Is it a market test or a product?

You can find radically different interpretations of “MVP”: Some use the term to describe a minimalist way to test the waters, to assess if a product will have an audience or not, while others use the term referring to what would be the basis for a 1.0 product launch.

Scott Selhorst has already written about confusion over the words “minimum” and “viable” (and which one you should emphasize), but I think there is just as much confusion over the word “product.”

Eric Ries has said, “The minimum viable product is that product which has just those features and no more that allows you to ship a product that early adopters see and, at least some of whom resonate with, pay you money for, and start to give you feedback on.”

It is kind of vague: He mentions shipping a product, but he is also talking about targeting forgiving early adopters, with the goal of gathering their feedback.Thus we have people considering a video or a landing page to be an “MVP” at one extreme, and companies using the MVP concept to define when they tell the world “use this product!” at the other. Paul Kortman writes of an MVP that his company released that didn’t work, and the consequences:

“So our earliest adopters, the people who trusted us, we pushed off a cliff in the name of Lean Startup. What am I supposed to tell them… ‘Sorry it was an MVP?’”

Ben Zifkin has also pointed out that lemming-like adoption of MVP concepts can lead to some ridiculous situations. “There is a huge focus on the MINIMUM part. It seems as if there is a race to the bottom where companies are doing all they can to ship a product that is just good enough to prevent major backlash.” Certainly he is interpreting “product” to mean “product,” not “market test,” as are most critics of MVP.

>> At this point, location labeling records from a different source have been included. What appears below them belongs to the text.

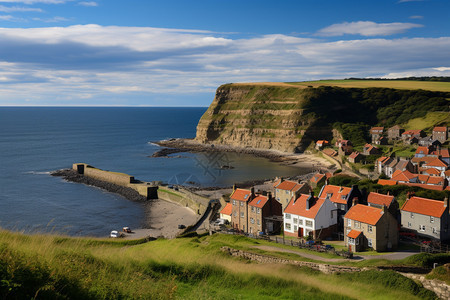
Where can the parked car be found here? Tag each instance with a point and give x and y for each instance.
(114, 234)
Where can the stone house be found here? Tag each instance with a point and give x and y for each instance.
(310, 216)
(379, 200)
(263, 213)
(239, 200)
(226, 212)
(370, 150)
(440, 134)
(341, 197)
(355, 157)
(284, 190)
(376, 133)
(395, 132)
(370, 227)
(426, 217)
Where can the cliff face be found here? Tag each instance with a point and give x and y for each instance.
(262, 117)
(288, 118)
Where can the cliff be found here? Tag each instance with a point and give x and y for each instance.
(288, 118)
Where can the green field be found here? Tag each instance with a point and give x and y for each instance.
(393, 84)
(42, 267)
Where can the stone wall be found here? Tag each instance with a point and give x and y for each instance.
(441, 289)
(325, 268)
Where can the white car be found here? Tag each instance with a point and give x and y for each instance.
(114, 234)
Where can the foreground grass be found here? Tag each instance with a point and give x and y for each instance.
(41, 266)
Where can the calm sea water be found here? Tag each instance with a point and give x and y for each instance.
(35, 141)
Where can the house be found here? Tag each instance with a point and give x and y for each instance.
(370, 227)
(440, 133)
(225, 213)
(321, 144)
(426, 217)
(239, 200)
(355, 157)
(370, 150)
(413, 133)
(376, 133)
(286, 189)
(264, 215)
(382, 141)
(345, 147)
(379, 200)
(310, 216)
(395, 132)
(341, 197)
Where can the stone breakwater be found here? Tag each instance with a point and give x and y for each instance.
(265, 259)
(126, 192)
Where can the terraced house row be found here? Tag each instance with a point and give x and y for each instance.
(370, 221)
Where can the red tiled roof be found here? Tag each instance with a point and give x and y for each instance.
(354, 234)
(425, 186)
(298, 207)
(364, 214)
(440, 129)
(380, 199)
(432, 171)
(338, 194)
(227, 209)
(241, 195)
(424, 206)
(436, 163)
(287, 185)
(317, 177)
(259, 201)
(422, 150)
(386, 182)
(403, 175)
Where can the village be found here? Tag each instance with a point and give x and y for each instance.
(364, 219)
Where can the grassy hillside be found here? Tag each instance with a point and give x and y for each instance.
(190, 268)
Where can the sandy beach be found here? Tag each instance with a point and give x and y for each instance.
(163, 218)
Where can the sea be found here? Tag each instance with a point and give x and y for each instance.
(34, 141)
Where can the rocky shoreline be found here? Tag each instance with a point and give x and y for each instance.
(188, 145)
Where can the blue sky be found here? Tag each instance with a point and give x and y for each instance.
(176, 53)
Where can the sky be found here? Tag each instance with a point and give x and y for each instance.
(177, 52)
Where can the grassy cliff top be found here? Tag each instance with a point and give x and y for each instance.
(347, 83)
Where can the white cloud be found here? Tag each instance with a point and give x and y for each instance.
(95, 62)
(18, 9)
(366, 28)
(88, 3)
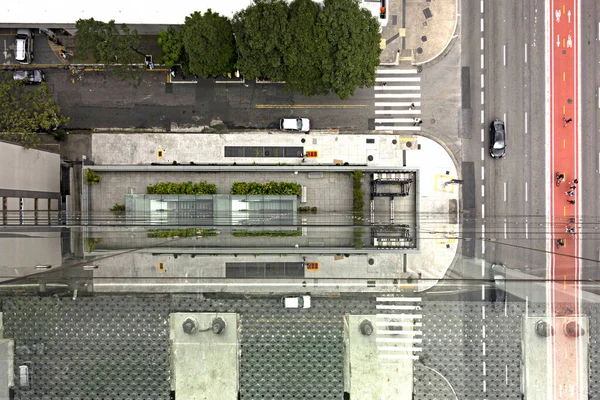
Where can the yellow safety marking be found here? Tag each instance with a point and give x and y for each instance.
(310, 106)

Personally I think the word “product” is abused if you are considering an MVP to be a PowerPoint, a video, a landing page, or complete vaporware. To me, a product is a product, and in that sense, the notion of an MVP is still often (not always) a wonderful concept. It depends on other factors…

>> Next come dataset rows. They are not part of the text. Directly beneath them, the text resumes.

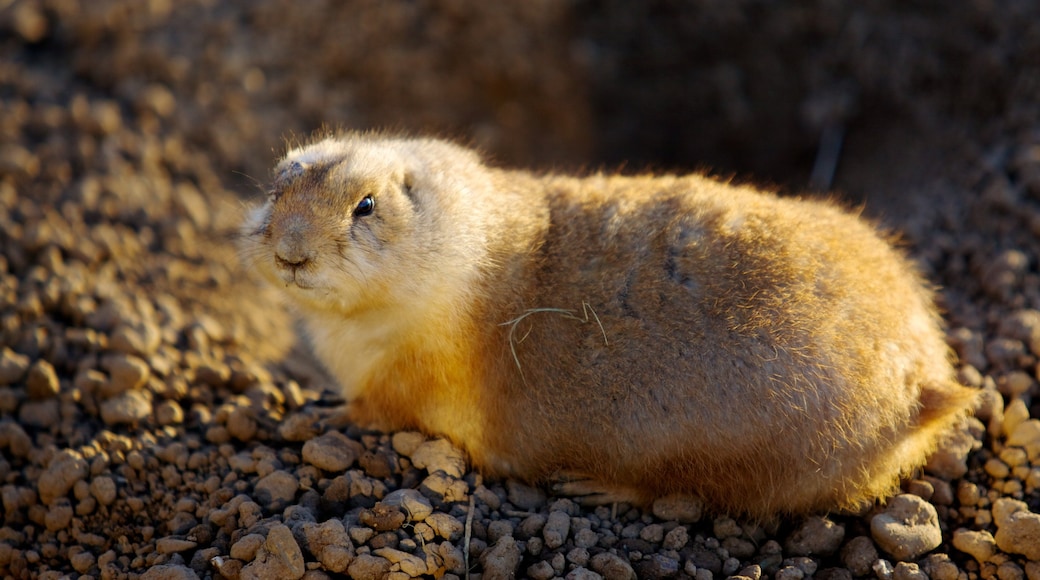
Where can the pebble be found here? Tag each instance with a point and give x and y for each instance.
(174, 545)
(128, 409)
(62, 472)
(383, 517)
(501, 560)
(411, 502)
(13, 366)
(42, 381)
(43, 414)
(439, 454)
(980, 545)
(247, 547)
(908, 571)
(410, 564)
(170, 572)
(815, 536)
(332, 451)
(678, 507)
(240, 424)
(367, 565)
(1027, 432)
(582, 574)
(612, 567)
(443, 489)
(939, 567)
(1014, 414)
(858, 555)
(277, 490)
(907, 528)
(300, 426)
(14, 438)
(1017, 528)
(523, 496)
(445, 526)
(126, 372)
(330, 543)
(556, 529)
(280, 557)
(950, 460)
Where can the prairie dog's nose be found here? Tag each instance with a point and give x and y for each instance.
(292, 249)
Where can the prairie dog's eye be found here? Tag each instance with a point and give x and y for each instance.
(365, 207)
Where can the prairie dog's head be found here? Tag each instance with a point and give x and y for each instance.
(361, 220)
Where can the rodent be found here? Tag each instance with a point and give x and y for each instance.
(623, 337)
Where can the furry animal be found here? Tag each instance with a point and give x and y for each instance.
(623, 337)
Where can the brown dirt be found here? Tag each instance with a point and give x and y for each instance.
(154, 412)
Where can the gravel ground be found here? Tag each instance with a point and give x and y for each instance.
(158, 418)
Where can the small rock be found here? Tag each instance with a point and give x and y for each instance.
(412, 565)
(678, 507)
(300, 426)
(582, 574)
(789, 573)
(676, 539)
(169, 413)
(44, 414)
(330, 544)
(556, 528)
(939, 567)
(412, 503)
(657, 565)
(15, 439)
(405, 443)
(908, 571)
(277, 490)
(501, 561)
(126, 373)
(383, 517)
(174, 545)
(280, 557)
(240, 424)
(858, 554)
(13, 366)
(524, 497)
(980, 545)
(128, 409)
(950, 460)
(445, 526)
(541, 571)
(1017, 531)
(612, 567)
(367, 565)
(815, 536)
(907, 528)
(1025, 433)
(442, 489)
(333, 451)
(439, 454)
(43, 381)
(170, 572)
(1014, 414)
(247, 547)
(67, 468)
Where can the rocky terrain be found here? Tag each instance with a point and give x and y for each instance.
(159, 418)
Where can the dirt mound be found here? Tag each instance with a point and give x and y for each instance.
(156, 420)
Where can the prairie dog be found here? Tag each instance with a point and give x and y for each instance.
(625, 337)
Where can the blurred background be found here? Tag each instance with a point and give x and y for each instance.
(883, 97)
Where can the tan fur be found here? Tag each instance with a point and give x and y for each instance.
(635, 336)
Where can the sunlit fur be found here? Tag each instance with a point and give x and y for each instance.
(638, 336)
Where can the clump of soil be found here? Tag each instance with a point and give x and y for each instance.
(158, 419)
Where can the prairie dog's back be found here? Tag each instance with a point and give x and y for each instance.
(647, 334)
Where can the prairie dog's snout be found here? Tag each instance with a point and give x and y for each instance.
(637, 336)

Is this a revolutionary new idea or a product for a proven market?

The idea to write about MVP came about while I was considering the Adobe InDesign 1.0 release, and the architecture that went into building that product. Adobe InDesign was certainly not “MVP” in many senses: the level of investment; the depth of focus on architecture; the time spent on development before the release, all of these fly in the face of standard MVP practices. In one sense it was “minimal” in that it was not entirely feature-rich: For example, someone made the decision that the initial release did not have to have bullets or tables. But even the first release had an extremely highly evolved architecture. As Lanette Creamer, who was intimately involved with the InDesign product at Adobe, writes of it:

“A product like InDesign 1.0 can’t happen in 1 year. Those who are concerned with the minimum viable product aren’t inspiring. Have you ever wanted to work your hardest to barely scrape by? What about the maximum breathtaking experience. That’s worth your heart & soul as a developer, & that’s what makes InDesign great. It wasn’t the minimum anything. It went for the jugular.” ‘

Aha, MVP was not so relevant to that situation? Why was that?

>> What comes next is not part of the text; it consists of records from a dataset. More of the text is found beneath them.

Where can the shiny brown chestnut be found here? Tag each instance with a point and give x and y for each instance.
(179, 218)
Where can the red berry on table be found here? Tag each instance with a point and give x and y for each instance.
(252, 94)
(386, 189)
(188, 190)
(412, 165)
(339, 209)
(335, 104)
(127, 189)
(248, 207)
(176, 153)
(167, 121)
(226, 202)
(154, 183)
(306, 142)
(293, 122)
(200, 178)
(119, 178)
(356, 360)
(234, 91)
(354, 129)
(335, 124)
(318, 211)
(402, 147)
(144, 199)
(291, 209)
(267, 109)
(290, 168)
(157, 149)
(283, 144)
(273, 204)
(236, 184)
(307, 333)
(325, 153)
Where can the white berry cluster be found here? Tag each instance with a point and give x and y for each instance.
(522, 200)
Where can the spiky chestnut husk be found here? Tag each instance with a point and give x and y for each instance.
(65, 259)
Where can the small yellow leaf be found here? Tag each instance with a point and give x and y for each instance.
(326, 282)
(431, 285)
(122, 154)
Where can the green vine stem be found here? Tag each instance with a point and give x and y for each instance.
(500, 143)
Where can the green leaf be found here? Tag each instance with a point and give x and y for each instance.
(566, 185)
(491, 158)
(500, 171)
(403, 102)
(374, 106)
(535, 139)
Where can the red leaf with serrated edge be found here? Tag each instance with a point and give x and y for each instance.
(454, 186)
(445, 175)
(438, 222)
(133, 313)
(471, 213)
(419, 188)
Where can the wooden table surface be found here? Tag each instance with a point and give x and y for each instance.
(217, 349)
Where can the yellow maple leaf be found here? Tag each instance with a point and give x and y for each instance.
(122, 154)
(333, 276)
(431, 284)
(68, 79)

Well, a wonderful article at PandoDaily makes the point that some products are disruptive, reflecting new and untested concepts, while some are going after a well-known, predictable, existing market, trying to sustain innovation rather than be disruptive. InDesign was competing mainly with the very robust and highly evolved QuarkXPress; thus, they had little need to toss off an experiment.

OK, InDesign was the type of situation where MVP concepts didn’t really apply. Because MVP has to be considered in the context of “startup” sorts of innovation, it wasn’t particularly relevant in that case (beyond their smart decision to release something solid enough but not yet robust).

Twitter, on the other hand… who’d have thunk we would find so many humans spitting out 140-character messages throughout their days? It was a novel concept and something worthy of the MVP idea. It was also such a simple concept that it could be built by a much smaller team than InDesign.

Basecamp is somewhere in between. It actually went after a market that was fairly mature, and they faced competitors with robust offerings, but they embraced a minimalist philosophy nonetheless. There are definitely virtues in critically analyzing the merits of a feature, and not following the crowd or placing too much value on the personal assumptions of salespeople or engineers, but really assessing what is needed and most sensible.

How self-contained and non-extensible should it be?

Another consideration is extensibility. Extensibility has a cost, both initially (architecting for extensibility is a fine art) and in ongoing development (the extensibility of features must be maintained). It is a big commitment. Yet for some forms of software it has huge value. In some cases it will make the difference between success and failure.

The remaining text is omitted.